A medida que hablaba, los pasos, que se habían ido acercando, resonaban ruidosos en el pasillo; un hombre muy fornido y voluminoso de traje gris entró pesadamente en la habitación. Era un individuo de cara rubicunda, corpulento y pletórico, de ojos muy pequeños y parpadeantes, que miraban con viveza por entre unos párpados hinchados y que formaban gruesas bolsas. Seguíale muy de cerca un policía de uniforme, y a éste, el todavía trémulo Thaddeus Sholto.
—¡Vaya asunto! —exclamó con voz ahogada y ronca—. ¡Vaya bonito asunto! ¿Quiénes son éstos? ¡Esta casa parece tan concurrida como una conejera!
—Creo que se acordará usted de mí, señor Athelney Jones —dijo Holmes con tranquilidad.
—¡Claro que lo recuerdo! —silbó aquel en tono teatral—. ¡El señor Sherlock Holmes, el teórico! ¡Que si me acuerdo de usted! Jamás olvidaré su conferencia sobre las causas, las consecuencias y efectos en el caso de las joyas de Bishopgate. Es cierto que nos puso sobre la pista verdadera, pero reconocerá que se debió más bien a buena suerte que a buena deducción.
—Fue una serie de razonamientos muy sencillos.
—¡Bueno, bueno! No se avergüence de confesarlo. Pero ¿qué es todo esto? ¡Mal negocio, mal negocio!

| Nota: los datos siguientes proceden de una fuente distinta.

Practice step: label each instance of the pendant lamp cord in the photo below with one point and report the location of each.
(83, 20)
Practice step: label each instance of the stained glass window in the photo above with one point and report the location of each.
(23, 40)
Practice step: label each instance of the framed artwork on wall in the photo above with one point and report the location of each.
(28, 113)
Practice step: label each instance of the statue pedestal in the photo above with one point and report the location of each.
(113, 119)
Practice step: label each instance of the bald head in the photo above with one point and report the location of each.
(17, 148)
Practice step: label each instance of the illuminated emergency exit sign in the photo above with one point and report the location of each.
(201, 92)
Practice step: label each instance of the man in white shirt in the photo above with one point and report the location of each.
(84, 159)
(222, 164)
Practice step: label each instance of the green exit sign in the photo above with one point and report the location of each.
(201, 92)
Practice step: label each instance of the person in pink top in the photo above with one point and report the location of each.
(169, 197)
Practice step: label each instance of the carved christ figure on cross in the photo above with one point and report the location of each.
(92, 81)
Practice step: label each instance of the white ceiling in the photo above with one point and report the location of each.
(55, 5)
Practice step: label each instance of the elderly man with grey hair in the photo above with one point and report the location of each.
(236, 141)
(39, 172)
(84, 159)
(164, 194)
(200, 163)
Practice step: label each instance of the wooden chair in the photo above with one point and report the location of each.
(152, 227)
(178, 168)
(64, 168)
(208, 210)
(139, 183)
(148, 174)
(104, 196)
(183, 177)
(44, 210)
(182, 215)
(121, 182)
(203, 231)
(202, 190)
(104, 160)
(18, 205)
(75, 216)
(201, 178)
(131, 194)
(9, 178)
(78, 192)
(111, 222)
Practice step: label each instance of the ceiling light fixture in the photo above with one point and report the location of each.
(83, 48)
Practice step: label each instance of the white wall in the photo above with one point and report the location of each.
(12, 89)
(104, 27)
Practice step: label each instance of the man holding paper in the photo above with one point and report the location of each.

Aquí tenemos hechos tajantes; no hay lugar para teorías. ¡Qué suerte ha sido que me encontrase en Norwood, ocupado en otro caso! Cuando llegó el aviso, estaba en la comisaría. ¿Cuál cree usted que ha sido la causa de la muerte?
—Verá usted; aquí no hay ocasión para que yo entre a teorizar —dijo Holmes con sequedad.
—Desde luego que no, desde luego que no. Sin embargo, no se puede negar que usted da de cuando en cuando en el clavo. ¡Por vida mía! La puerta, cerrada con llave, según me dicen. Alhajas que valían medio millón, desaparecidas. ¿Cómo estaba la ventana?
—Cerrada, pero en el antepecho hay pisadas.